Klarheit, wenn das Wasser weg ist

Mit Landrat  Rolf Christiansen im Gespräch
von Heiko Wruck
INTERVIEW
Parchim/gc. Die Hochwasserkatastrophe ist in Mecklenburg zwar nicht eingetreten. Geld kostet das höchste je in diesem Elbeabschnitt erlebte Sommerhochwasser dennoch.
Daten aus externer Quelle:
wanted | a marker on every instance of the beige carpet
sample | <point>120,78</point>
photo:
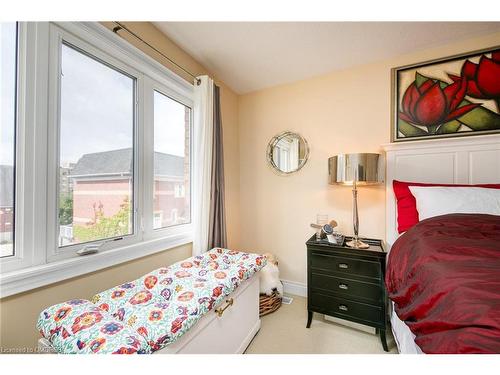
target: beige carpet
<point>285,332</point>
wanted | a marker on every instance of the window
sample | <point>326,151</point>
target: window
<point>96,150</point>
<point>8,63</point>
<point>108,158</point>
<point>172,172</point>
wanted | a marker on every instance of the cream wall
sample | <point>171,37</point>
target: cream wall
<point>345,111</point>
<point>18,313</point>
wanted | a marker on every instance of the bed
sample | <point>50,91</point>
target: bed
<point>471,160</point>
<point>208,304</point>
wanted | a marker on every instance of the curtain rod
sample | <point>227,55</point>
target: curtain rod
<point>123,27</point>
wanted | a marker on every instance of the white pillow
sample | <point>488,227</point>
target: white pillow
<point>440,200</point>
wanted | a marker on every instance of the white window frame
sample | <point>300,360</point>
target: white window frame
<point>58,37</point>
<point>38,260</point>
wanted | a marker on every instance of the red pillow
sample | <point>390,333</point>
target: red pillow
<point>407,205</point>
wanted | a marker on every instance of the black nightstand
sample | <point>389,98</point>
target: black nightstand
<point>347,283</point>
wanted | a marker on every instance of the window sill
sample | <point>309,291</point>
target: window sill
<point>34,277</point>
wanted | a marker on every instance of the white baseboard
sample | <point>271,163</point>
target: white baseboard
<point>295,288</point>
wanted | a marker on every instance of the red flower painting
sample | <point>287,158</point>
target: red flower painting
<point>430,105</point>
<point>465,102</point>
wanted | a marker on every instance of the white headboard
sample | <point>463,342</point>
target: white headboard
<point>465,160</point>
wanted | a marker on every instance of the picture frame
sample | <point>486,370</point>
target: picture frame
<point>453,96</point>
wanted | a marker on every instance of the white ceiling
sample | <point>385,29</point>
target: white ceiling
<point>249,56</point>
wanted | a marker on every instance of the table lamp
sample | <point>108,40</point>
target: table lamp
<point>356,170</point>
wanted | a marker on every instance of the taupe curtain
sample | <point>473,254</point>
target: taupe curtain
<point>217,224</point>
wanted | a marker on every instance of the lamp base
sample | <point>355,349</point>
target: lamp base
<point>357,244</point>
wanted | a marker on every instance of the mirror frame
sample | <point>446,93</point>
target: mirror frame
<point>269,152</point>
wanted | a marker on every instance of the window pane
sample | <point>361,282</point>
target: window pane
<point>172,149</point>
<point>8,71</point>
<point>96,150</point>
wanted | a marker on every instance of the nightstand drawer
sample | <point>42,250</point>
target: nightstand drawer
<point>346,266</point>
<point>344,308</point>
<point>347,287</point>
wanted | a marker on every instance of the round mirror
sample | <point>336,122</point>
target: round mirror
<point>287,152</point>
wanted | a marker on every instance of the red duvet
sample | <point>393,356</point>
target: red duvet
<point>444,278</point>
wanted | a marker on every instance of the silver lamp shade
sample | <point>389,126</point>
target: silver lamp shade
<point>365,169</point>
<point>356,170</point>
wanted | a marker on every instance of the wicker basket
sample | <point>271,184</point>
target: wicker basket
<point>269,304</point>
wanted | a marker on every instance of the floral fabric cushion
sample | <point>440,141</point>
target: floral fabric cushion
<point>78,326</point>
<point>158,307</point>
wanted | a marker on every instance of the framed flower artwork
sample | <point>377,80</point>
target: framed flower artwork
<point>447,97</point>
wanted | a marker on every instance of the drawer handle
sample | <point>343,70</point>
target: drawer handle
<point>221,310</point>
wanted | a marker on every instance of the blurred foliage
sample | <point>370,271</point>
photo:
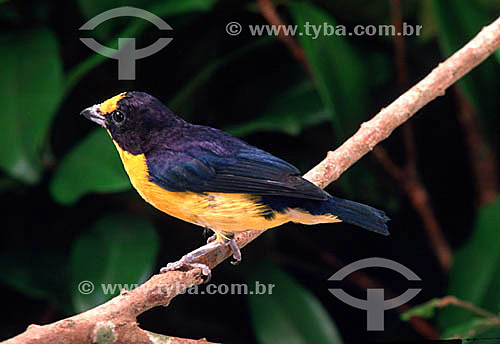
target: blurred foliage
<point>64,225</point>
<point>276,320</point>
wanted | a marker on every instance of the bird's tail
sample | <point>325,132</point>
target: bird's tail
<point>358,214</point>
<point>334,209</point>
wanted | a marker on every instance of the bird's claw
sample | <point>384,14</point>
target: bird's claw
<point>188,261</point>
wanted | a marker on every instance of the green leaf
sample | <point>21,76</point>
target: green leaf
<point>458,22</point>
<point>119,249</point>
<point>468,329</point>
<point>92,166</point>
<point>474,276</point>
<point>338,71</point>
<point>31,86</point>
<point>296,109</point>
<point>287,313</point>
<point>425,310</point>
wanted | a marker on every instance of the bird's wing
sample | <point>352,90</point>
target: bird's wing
<point>245,169</point>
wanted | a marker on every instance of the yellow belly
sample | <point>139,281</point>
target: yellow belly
<point>221,212</point>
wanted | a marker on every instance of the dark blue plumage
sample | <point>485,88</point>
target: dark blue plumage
<point>183,157</point>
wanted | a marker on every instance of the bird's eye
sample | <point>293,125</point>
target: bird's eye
<point>118,116</point>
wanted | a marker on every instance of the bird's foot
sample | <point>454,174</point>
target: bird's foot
<point>190,260</point>
<point>229,241</point>
<point>236,251</point>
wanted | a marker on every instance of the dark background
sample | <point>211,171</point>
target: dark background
<point>70,214</point>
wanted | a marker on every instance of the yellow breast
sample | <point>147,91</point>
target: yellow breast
<point>224,212</point>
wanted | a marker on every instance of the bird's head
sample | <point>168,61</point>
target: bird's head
<point>132,118</point>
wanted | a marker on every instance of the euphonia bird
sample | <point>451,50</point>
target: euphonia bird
<point>212,179</point>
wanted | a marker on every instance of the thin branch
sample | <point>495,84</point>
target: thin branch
<point>116,319</point>
<point>391,117</point>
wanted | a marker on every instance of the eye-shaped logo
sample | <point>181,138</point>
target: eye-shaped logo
<point>126,54</point>
<point>375,305</point>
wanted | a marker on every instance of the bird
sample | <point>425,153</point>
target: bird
<point>212,179</point>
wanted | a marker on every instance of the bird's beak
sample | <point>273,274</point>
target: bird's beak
<point>94,114</point>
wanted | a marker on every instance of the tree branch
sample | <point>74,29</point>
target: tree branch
<point>115,321</point>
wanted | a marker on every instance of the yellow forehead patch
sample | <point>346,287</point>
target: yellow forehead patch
<point>111,104</point>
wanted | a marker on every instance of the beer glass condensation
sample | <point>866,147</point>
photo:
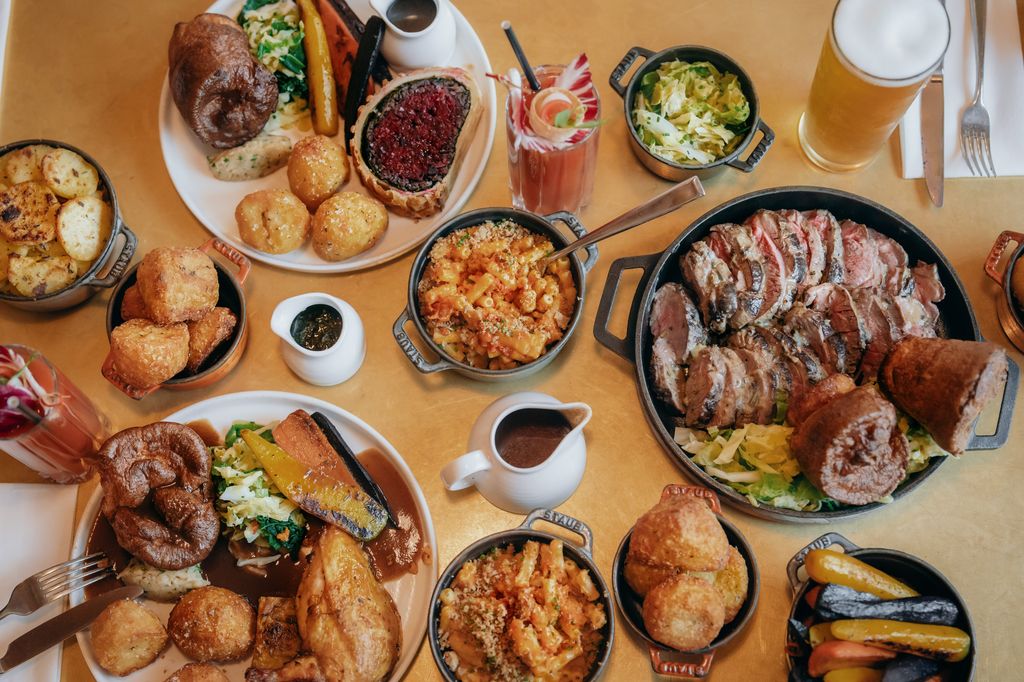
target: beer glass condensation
<point>877,56</point>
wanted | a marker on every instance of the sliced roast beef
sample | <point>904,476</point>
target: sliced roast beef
<point>709,276</point>
<point>734,245</point>
<point>832,237</point>
<point>944,384</point>
<point>788,239</point>
<point>812,330</point>
<point>852,449</point>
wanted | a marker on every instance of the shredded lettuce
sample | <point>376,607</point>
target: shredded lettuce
<point>690,113</point>
<point>756,461</point>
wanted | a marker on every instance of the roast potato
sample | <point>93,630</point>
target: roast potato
<point>126,637</point>
<point>316,169</point>
<point>212,624</point>
<point>347,224</point>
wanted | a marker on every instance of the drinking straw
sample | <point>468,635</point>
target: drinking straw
<point>521,56</point>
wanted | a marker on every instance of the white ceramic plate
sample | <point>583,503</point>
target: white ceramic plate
<point>411,592</point>
<point>213,201</point>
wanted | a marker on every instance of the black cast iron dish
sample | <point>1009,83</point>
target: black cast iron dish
<point>86,286</point>
<point>231,296</point>
<point>909,569</point>
<point>956,318</point>
<point>631,604</point>
<point>540,224</point>
<point>671,170</point>
<point>582,554</point>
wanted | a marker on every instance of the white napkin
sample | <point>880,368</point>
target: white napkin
<point>1003,94</point>
<point>38,525</point>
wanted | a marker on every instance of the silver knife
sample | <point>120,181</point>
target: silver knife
<point>932,135</point>
<point>61,627</point>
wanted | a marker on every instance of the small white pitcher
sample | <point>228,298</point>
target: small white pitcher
<point>519,491</point>
<point>321,368</point>
<point>430,47</point>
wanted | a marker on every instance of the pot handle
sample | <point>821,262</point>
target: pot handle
<point>624,346</point>
<point>694,492</point>
<point>615,80</point>
<point>121,264</point>
<point>126,388</point>
<point>412,352</point>
<point>573,223</point>
<point>1001,242</point>
<point>567,522</point>
<point>998,439</point>
<point>680,669</point>
<point>767,137</point>
<point>819,543</point>
<point>231,254</point>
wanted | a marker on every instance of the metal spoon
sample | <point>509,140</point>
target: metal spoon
<point>667,202</point>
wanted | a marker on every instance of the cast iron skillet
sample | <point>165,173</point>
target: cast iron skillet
<point>904,567</point>
<point>631,604</point>
<point>583,555</point>
<point>537,223</point>
<point>956,320</point>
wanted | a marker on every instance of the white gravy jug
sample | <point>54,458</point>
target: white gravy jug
<point>514,488</point>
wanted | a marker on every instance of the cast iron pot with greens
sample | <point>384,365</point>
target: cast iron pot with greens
<point>642,81</point>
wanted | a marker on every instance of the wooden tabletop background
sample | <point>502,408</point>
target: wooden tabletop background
<point>90,74</point>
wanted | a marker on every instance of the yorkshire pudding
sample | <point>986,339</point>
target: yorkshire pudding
<point>165,466</point>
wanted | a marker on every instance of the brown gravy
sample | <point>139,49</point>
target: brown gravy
<point>395,552</point>
<point>527,437</point>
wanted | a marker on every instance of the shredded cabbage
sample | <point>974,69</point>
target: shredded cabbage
<point>690,113</point>
<point>756,461</point>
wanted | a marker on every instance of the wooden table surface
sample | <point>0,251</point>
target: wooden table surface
<point>90,73</point>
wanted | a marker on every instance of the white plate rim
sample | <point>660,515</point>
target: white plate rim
<point>411,645</point>
<point>465,32</point>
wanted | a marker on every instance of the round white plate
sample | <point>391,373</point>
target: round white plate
<point>213,201</point>
<point>411,592</point>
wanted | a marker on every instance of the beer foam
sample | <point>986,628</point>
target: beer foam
<point>893,40</point>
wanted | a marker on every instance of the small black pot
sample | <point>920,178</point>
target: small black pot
<point>540,224</point>
<point>671,170</point>
<point>904,567</point>
<point>583,555</point>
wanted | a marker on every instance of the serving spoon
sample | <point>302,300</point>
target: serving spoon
<point>667,202</point>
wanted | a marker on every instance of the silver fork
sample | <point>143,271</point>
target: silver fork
<point>974,124</point>
<point>53,583</point>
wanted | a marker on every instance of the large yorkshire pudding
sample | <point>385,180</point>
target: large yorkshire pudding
<point>176,525</point>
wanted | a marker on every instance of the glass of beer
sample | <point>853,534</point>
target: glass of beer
<point>876,58</point>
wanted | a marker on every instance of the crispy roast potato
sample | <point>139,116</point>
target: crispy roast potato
<point>316,169</point>
<point>37,275</point>
<point>347,224</point>
<point>126,637</point>
<point>177,284</point>
<point>272,220</point>
<point>84,226</point>
<point>29,214</point>
<point>684,612</point>
<point>199,673</point>
<point>145,353</point>
<point>207,333</point>
<point>25,165</point>
<point>212,624</point>
<point>69,175</point>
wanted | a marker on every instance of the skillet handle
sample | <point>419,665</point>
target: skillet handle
<point>767,137</point>
<point>679,669</point>
<point>567,522</point>
<point>573,223</point>
<point>819,543</point>
<point>998,439</point>
<point>623,347</point>
<point>615,80</point>
<point>1001,242</point>
<point>412,352</point>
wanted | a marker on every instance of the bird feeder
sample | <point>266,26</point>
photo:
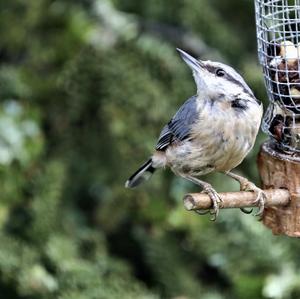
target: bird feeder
<point>278,37</point>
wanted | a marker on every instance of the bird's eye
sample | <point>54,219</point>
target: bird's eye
<point>220,72</point>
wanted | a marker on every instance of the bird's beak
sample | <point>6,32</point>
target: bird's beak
<point>198,68</point>
<point>196,65</point>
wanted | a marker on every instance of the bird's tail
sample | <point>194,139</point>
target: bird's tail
<point>142,174</point>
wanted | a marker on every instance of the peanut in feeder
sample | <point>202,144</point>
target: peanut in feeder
<point>278,35</point>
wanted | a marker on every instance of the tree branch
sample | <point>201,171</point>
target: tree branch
<point>241,199</point>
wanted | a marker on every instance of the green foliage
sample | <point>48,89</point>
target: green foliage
<point>85,87</point>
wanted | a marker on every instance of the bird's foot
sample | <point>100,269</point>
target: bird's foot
<point>216,200</point>
<point>260,195</point>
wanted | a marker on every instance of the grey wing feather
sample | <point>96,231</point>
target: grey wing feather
<point>179,127</point>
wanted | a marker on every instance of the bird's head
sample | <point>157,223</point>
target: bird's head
<point>219,82</point>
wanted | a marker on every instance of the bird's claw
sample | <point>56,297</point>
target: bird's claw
<point>260,199</point>
<point>216,200</point>
<point>246,211</point>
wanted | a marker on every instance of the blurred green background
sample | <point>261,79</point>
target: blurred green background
<point>85,87</point>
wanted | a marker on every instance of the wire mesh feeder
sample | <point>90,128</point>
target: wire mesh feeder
<point>278,35</point>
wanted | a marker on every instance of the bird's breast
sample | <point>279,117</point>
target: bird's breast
<point>219,141</point>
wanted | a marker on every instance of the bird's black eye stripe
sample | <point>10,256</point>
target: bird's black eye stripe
<point>220,72</point>
<point>239,104</point>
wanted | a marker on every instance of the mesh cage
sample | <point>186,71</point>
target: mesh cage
<point>278,24</point>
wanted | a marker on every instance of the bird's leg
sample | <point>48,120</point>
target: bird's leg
<point>246,185</point>
<point>211,192</point>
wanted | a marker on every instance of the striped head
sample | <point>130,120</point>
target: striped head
<point>218,81</point>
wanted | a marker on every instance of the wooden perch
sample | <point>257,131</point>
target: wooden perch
<point>242,199</point>
<point>281,170</point>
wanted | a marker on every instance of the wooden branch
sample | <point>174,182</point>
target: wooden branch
<point>281,170</point>
<point>242,199</point>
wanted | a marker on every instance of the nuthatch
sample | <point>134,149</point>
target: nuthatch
<point>212,131</point>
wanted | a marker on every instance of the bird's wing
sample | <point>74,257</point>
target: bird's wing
<point>179,127</point>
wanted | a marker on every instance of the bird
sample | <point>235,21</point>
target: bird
<point>212,131</point>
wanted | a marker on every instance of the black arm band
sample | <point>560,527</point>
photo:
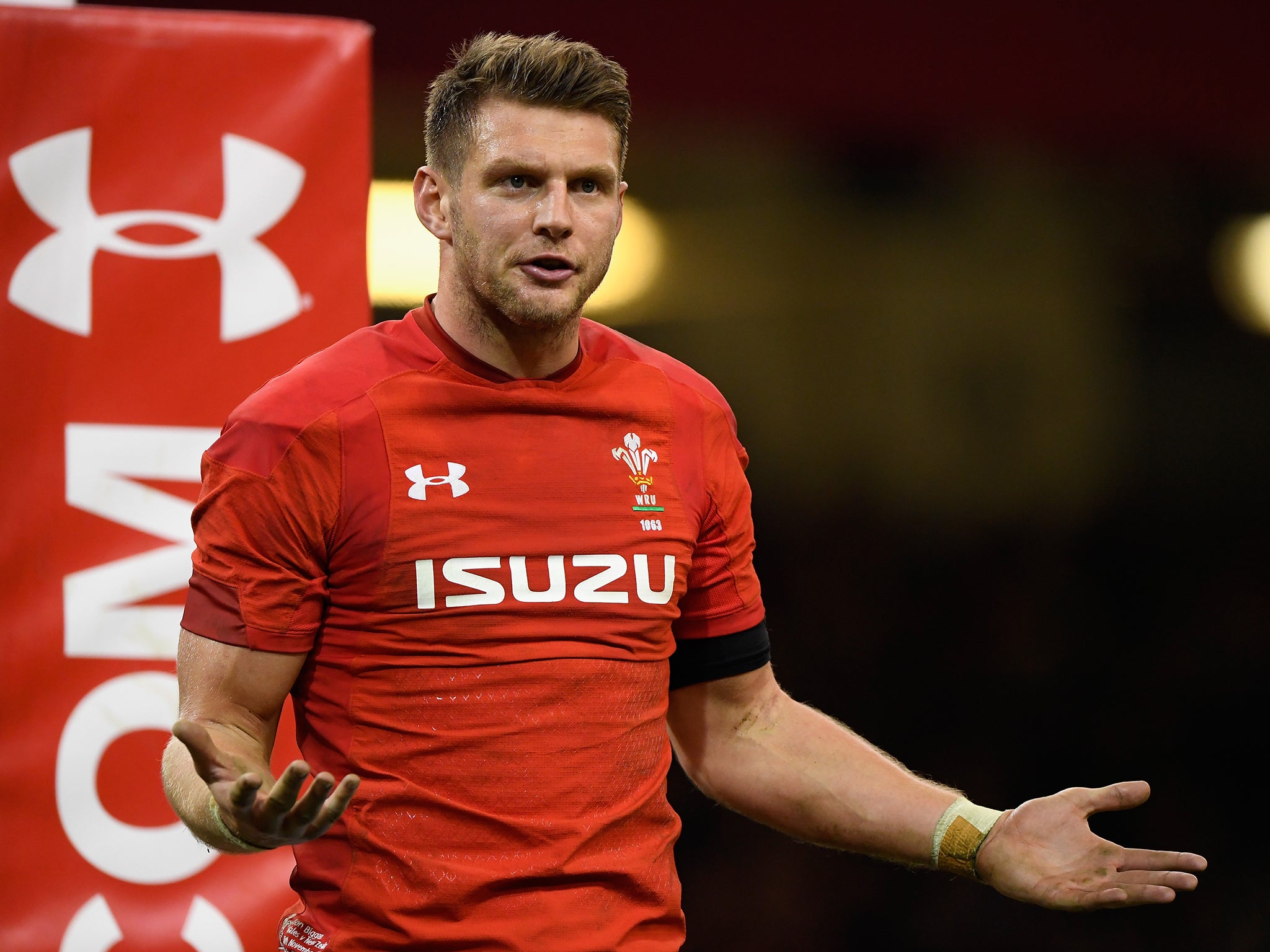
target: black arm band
<point>696,660</point>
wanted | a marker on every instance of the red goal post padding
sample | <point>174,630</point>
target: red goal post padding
<point>182,216</point>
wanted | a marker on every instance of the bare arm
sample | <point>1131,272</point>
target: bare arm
<point>230,702</point>
<point>751,747</point>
Wie viele Kräfte waren im Einsatz und wie hoch waren die höchten Pegelstände?
In den Spitzen der Hochwasserabwehr waren im Landkreis über 3.500 Kräfte im Einsatz. Davon mehr als 1.000 Feuerwehrleute aus den Landkreisen Ludwigslust-Parchim und Nordwestmecklenburg sowie aus Schwerin, mehr 1.500 Bundeswehrsoldaten aus Hagenow, Sanitz, Bad Sülze, Neubrandenburg, Warnemünde, Minden und weiteren Standorten, mehr als 500 THW-ler aus ganz MV, mehr als 200 Helfer von DRK, ASB, Malteser und Johanniter sowie über 100 Mitarbeiter der örtlichen Stäbe und des Katastrophenabwehrstabes des Landkreises und viele, viele weitere Freiwillig. Ihnen allen ist es zu verdanken, dass es nicht zu einer Hochwasserkatastophe kam. Innerhalb der ersten drei Tage des Katastrophenalarms haben Feuerwehrleute, Bundeswehrsoldaten, zivile Helfer eine Million Sandsäcke gefüllt. Unmittelbar an der Elbe wurden etwa 800.000 Sandsäcke verbaut, an der Müritz-Edle-Wasserstraße 400.000 Sandsäcke. Beim Jahrhunderthochwasser 2002 lag der höchste Pegelstand bei 6,90 Metern. In Dömitz wurden aktuell  7,21 und in Boizenburg 7,32 Meter gemessen. Der Deichbruch bei Fischbeck in Sachsen-Anhalt und die Flutung der Havel-Polder in Brandenburg haben uns jeweils eine Entlastung von zuerst rund 40 und dann nochmal von 30 Zentimentern gebracht. Hätten die Dämme dort gehalten oder wäre die Flutung nicht vorgenommen worden, müssten wir diese etwa 70 Zentimeter auf unsere eigenen Pegelstände aufrechnen. Dann wären auch unsere Deiche überschwemmt worden, die eine Bauhöhe von zirka 7,80 Meter haben. Seit 1991 wurden rund 96 Millionen Euro in das Hochwasserschutzsystem Elbe und deren Rückstaugebiete investiert. Die Deiche immer höher zu bauen, wird keine Lösung bringen.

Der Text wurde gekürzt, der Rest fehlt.